Ding Ting | Xinhua News Agency | Getty Images

Tesla is expected to report 2020 fourth quarter results on Wednesday after the bell, and to offer guidance for the first quarter and full year ahead.

Here’s what analysts are expecting, according to an average of estimates compiled by Refinitiv as of Wednesday:

  • Earnings: $1.03 per share expected
  • Revenue: $10.4 billion expected

And here’s what guidance Wall Street expects from Tesla for the full year ahead:

  • 2021 earnings guidance: $4.15 per share expected
  • 2021 revenue guidance: $46.09 billion expected

Tesla previously said it had delivered 499,550 vehicles in 2020, falling barely shy of its guidance for half a million vehicle deliveries in 2020. (Deliveries are the closest approximation of sales numbers disclosed by Tesla.) It produced 509,737 vehicles during the year.

Both deliveries and production numbers set a new record for Elon Musk’s maturing electric car company, seen as a triumph in a year when auto sales and factory operations were dampened by a global pandemic.

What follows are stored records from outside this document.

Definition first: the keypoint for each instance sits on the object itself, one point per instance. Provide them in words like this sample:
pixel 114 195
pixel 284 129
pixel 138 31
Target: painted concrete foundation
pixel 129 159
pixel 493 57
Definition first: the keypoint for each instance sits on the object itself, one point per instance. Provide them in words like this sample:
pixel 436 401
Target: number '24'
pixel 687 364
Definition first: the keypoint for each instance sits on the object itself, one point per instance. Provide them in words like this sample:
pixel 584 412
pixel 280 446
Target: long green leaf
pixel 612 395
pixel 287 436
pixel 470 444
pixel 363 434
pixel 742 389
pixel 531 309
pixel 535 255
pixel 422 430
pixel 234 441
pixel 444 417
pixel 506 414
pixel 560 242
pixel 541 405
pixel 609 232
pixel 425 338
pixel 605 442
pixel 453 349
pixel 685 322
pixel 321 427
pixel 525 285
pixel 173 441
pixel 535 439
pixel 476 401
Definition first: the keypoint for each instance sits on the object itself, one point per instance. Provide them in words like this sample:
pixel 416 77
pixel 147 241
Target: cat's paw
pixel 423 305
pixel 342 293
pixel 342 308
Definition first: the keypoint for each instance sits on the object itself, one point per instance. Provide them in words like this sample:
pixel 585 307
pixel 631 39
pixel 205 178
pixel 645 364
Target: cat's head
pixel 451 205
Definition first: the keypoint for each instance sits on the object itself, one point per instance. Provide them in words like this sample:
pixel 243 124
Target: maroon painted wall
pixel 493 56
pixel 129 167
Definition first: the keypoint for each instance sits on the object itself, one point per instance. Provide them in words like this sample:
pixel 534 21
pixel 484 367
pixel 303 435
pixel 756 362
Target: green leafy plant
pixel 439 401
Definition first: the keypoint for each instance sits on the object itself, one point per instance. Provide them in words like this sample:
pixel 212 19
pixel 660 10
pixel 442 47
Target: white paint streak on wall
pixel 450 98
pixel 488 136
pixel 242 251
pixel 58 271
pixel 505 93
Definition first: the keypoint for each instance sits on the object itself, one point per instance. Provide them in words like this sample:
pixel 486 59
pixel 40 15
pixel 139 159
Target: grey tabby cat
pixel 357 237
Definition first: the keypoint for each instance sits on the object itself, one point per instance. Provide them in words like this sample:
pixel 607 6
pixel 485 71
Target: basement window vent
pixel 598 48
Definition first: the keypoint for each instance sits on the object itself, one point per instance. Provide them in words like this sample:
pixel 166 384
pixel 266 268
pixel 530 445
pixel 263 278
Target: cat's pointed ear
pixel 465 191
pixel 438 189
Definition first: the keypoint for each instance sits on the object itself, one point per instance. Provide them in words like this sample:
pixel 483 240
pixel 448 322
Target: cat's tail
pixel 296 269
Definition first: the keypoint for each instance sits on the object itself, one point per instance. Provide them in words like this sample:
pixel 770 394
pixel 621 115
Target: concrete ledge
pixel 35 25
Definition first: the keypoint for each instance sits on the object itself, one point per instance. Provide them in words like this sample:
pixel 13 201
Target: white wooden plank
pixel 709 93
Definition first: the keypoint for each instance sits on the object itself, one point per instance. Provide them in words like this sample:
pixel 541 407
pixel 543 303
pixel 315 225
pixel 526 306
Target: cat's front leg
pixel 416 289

Starting around the end of 2019, Tesla has said that it expects to report positive cash flow and net income moving forward, with possible exceptions around the launch and ramp in production of new products or facilities. Last quarter was its fifth consecutive quarter of profitability — which led to the addition of the company to the S&P 500.

Tesla is currently building new factories in Austin, Texas, and Brandenburg, Germany, after quickly constructing and reaching a high volume of production at its last new plant in Shanghai.

Vehicle sales in China largely enabled Tesla to hit record deliveries in 2020. So did the introduction of a new crossover SUV, the Model Y, which Tesla began to produce in serious volumes in the first quarter last year out of its Fremont, California car plant.

By the period ending in September 2020, Tesla was making more Model Ys than Model 3s for US drivers, according to NHTSA records on light vehicle production. The company has not historically broken out sales numbers by region, or precise model. Instead it combines sales of Model Y and 3, and Model S and X.

Since Tesla’s third quarter earnings call in October 2020, the price of the company’s stock has more than doubled, giving it a market capitalization of more than $835 billion and making it the fifth-most valuable company in the U.S.